Se avete mai provato a praticare su un pavimento o su di un prato, noterete come certe posture (ad esempio il cane a testa in giù o il guerriero 2 o il triangolo) siano molto più difficili ed impegnative. Bisogna fare un vero sforzo per non scivolare, e questo sforzo è una contrazione isometrica dei muscoli che protegge le articolazioni e non ci permette di stirare e "appenderci" nelle articolazioni. Quando pratichiamo su un materiale antiscivolo, le mani e/o i piedi sono appiccicati al tappetino e abbiamo la possibilità di entrare più a fondo nelle posture, "appendendoci" nelle articolazioni. Pensate al triangolo (trikonasana - ultima immagine nella galleria sopra, dove Iyengar ci dimostra le 2 varianti): quando i piedi sono appiccicati al tappetino, possiamo allungarci e distenderci più profondamente, e, se i muscoli non sono sufficientemente attivi, rischiamo di stirarci un po' troppo, facendoci male. Provate a praticare trikonasana con delle calze sul pavimento di casa: noterete lo sforzo della gamba frontale per non farci fare una spaccata! Questo vale per molte posture: le posture che una volta avevano bisogno di forza, usando il tappetino puntano adesso più sulla flessibilità.

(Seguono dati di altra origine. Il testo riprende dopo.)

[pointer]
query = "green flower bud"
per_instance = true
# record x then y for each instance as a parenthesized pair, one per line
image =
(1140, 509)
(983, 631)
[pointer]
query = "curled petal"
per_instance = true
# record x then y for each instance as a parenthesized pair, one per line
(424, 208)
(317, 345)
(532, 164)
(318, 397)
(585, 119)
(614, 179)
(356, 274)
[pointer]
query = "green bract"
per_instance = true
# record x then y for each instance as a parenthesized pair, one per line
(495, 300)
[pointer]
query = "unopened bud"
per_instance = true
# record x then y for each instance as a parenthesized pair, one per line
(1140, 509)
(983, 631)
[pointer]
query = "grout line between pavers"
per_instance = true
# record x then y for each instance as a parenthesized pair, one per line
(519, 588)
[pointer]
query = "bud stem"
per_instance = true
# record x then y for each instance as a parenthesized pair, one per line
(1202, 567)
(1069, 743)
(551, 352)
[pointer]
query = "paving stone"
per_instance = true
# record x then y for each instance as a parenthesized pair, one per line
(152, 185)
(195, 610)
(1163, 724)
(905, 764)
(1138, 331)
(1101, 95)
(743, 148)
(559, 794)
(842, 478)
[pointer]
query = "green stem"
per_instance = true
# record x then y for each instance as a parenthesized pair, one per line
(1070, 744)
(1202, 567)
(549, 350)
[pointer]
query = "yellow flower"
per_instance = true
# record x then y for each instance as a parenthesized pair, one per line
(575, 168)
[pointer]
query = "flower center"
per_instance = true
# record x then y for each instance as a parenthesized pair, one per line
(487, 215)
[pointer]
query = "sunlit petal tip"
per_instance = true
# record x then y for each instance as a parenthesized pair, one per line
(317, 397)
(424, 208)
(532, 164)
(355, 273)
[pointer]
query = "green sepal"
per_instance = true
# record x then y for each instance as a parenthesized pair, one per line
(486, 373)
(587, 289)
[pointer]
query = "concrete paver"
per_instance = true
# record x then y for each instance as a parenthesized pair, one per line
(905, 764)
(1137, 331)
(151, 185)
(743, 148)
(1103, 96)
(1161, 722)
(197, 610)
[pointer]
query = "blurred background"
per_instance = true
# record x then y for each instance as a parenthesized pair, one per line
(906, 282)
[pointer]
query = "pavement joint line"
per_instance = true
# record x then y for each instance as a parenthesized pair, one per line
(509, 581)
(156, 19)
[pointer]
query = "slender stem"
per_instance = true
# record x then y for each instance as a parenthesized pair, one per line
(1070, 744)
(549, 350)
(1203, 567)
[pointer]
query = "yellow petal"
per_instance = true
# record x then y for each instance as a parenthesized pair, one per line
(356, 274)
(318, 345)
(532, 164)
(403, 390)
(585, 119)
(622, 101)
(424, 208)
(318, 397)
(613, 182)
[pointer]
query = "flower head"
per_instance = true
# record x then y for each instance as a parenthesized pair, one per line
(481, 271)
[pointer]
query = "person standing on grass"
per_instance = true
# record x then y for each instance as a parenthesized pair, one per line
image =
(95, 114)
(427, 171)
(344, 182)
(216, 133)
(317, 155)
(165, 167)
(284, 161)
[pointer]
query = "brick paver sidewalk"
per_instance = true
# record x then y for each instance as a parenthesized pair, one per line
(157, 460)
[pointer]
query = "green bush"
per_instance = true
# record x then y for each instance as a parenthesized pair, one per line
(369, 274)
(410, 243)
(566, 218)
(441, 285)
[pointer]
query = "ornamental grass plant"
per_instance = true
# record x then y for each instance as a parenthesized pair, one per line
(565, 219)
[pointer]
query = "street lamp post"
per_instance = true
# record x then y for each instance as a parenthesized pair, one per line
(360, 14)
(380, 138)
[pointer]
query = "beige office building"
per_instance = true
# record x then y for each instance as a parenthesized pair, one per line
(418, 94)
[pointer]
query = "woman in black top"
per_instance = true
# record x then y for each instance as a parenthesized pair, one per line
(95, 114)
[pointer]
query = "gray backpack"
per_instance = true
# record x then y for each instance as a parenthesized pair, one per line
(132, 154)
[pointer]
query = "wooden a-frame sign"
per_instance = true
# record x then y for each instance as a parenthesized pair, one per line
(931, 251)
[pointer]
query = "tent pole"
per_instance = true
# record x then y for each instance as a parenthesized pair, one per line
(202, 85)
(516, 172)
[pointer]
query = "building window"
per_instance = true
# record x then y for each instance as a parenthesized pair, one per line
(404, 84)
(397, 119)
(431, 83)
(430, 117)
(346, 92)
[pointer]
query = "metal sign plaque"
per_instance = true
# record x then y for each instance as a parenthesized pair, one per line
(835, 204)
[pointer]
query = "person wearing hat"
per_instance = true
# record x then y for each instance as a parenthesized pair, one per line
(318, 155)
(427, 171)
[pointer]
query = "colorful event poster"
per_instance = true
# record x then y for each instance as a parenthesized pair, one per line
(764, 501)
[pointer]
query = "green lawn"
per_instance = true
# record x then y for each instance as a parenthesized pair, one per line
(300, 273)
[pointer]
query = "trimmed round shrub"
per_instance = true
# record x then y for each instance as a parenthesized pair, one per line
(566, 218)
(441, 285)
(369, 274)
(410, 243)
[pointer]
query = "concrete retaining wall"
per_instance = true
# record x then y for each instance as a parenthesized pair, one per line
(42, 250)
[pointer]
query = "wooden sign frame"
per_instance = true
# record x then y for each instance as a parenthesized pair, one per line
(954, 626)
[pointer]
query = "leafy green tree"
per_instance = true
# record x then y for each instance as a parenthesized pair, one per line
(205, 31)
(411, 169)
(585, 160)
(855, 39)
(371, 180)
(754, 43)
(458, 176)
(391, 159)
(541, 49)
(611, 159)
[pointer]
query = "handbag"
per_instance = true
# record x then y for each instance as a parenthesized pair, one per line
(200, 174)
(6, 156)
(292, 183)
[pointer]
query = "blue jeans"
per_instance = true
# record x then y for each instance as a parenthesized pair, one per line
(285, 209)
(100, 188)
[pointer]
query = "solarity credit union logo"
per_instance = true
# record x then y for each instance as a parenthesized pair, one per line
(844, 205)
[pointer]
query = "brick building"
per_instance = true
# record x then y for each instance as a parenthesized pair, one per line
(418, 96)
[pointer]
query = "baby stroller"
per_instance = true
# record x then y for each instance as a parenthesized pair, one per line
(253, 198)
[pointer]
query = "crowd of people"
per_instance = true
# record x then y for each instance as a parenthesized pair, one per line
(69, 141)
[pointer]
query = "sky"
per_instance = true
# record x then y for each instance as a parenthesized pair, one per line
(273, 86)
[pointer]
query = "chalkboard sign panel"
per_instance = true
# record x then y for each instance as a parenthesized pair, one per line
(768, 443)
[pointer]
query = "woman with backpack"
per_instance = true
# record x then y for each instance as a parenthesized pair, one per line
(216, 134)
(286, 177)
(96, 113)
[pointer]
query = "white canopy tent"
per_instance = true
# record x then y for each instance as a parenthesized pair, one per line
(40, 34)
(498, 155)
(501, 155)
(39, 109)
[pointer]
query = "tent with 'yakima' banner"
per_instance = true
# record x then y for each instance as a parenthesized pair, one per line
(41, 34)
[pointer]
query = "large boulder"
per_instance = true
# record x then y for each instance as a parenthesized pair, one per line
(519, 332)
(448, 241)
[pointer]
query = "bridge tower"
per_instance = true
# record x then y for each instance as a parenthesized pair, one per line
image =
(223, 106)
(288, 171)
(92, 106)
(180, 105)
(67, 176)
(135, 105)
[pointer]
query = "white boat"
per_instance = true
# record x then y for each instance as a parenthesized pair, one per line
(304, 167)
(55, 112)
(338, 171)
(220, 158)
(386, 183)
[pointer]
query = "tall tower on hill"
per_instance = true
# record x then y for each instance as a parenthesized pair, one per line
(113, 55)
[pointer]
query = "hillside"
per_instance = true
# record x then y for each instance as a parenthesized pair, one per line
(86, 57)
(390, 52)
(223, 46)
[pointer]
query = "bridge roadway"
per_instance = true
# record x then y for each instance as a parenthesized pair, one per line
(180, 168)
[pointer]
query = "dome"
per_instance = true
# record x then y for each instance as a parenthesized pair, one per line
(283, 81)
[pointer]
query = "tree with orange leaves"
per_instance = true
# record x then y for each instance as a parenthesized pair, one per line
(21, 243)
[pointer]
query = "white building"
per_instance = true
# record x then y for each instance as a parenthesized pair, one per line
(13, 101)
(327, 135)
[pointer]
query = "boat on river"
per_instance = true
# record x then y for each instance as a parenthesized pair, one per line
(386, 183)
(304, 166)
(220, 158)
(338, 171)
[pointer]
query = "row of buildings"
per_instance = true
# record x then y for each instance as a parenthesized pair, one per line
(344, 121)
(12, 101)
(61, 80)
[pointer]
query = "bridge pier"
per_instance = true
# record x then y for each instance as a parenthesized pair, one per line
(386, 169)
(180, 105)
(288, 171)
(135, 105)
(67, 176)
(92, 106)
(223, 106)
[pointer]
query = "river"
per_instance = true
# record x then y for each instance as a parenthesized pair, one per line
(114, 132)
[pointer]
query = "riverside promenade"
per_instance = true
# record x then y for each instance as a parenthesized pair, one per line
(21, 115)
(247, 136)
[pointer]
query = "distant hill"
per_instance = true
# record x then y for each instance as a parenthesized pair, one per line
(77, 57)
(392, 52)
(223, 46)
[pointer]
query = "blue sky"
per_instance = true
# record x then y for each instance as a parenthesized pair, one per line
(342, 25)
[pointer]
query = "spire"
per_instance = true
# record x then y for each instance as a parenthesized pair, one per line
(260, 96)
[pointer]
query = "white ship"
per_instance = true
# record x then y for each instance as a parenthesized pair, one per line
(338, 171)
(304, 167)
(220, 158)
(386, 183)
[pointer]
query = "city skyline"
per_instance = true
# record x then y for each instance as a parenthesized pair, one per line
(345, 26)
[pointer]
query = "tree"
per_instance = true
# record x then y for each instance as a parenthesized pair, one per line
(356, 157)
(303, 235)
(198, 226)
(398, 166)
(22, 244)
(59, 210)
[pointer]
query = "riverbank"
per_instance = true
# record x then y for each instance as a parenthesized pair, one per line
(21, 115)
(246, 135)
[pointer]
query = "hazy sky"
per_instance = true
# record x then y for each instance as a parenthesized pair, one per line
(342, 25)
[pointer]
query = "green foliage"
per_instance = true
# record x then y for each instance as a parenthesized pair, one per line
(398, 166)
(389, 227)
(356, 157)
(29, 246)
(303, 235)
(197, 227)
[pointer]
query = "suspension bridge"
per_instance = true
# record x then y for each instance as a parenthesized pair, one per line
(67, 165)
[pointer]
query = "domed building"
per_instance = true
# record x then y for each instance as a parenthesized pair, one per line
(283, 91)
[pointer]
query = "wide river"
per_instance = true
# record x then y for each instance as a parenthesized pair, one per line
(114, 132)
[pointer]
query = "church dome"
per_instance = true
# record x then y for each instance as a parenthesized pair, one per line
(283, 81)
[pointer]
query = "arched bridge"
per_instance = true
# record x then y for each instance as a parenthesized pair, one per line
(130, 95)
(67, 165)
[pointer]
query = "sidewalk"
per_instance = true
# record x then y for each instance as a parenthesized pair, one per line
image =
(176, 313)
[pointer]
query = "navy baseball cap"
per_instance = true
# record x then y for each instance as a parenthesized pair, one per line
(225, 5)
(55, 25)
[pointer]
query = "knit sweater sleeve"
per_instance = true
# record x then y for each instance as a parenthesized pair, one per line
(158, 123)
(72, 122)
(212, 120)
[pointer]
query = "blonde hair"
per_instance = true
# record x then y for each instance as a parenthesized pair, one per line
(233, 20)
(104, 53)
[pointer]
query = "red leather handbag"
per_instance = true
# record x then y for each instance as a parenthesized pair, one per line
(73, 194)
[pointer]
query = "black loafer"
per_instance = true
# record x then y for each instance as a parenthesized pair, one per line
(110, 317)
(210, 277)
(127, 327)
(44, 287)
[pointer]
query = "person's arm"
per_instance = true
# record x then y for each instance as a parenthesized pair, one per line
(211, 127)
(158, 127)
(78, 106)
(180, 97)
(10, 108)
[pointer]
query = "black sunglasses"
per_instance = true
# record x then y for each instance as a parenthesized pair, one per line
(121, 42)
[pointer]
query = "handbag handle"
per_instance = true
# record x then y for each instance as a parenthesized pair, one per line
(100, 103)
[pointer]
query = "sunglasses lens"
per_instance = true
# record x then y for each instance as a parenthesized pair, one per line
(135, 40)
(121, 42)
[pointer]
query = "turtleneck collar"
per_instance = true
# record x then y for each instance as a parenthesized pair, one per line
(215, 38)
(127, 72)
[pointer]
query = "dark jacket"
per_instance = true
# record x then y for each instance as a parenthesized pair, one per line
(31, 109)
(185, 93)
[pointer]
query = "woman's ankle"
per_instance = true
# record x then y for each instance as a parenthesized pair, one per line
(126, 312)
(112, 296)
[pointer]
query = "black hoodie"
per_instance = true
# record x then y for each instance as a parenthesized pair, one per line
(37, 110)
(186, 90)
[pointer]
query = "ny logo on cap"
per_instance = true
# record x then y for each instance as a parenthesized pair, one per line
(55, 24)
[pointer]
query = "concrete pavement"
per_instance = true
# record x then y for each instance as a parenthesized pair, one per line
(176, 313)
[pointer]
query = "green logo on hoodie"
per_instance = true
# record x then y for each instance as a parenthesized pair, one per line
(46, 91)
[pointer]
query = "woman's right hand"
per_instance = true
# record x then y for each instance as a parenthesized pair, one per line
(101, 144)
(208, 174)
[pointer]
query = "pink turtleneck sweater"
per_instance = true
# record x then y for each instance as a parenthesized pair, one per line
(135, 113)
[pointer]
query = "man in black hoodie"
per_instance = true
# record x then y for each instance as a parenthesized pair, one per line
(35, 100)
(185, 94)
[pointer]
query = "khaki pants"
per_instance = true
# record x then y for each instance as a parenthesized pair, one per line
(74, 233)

Il tappetino come luogo privato

In una classe di yoga piena di praticanti, in cui i tappetini sono a pochi cm di distanza l'un l'altro, per raggiungere un lato della sala spesso ci ritroviamo ad eseguire acrobazie degne del Cirque du Soleil, andando i punta di piedi tra bottiglie di acqua senza sfiorare i tappetini. Il pavimento è uno spazio pubblico, il tappetino diventa una spazio privato e intoccabile.

E ci ritroviamo ad "espanderci" in tutte le direzioni quando pratichiamo yoga, ma non sia mai che le nostre membra tocchino il tappetino altrui.

Nulla di male del rispetto degli spazi altrui, ma quando con il tappetino creiamo una barriera che ci separa e ci distingue dagli altri, uno spazio senza il quale non possiamo "trascendere l'ego", è forse il caso di prendere un po' di distanza e osservare il tutto da un altro punto di vista.

Questo articolo in realtà non riguarda solo la necessità, o meno, di usare i tappetini nella pratica dello yoga fisico, riguarda piuttosto il non prendere nulla per scontato, il mettere in gioco i presupposti che abbiamo sulla pratica fisica dello yoga, il mettersi in gioco, sempre, per poter andare oltre, evolvere, espanderci, qualsiasi senso vogliate dare al termine.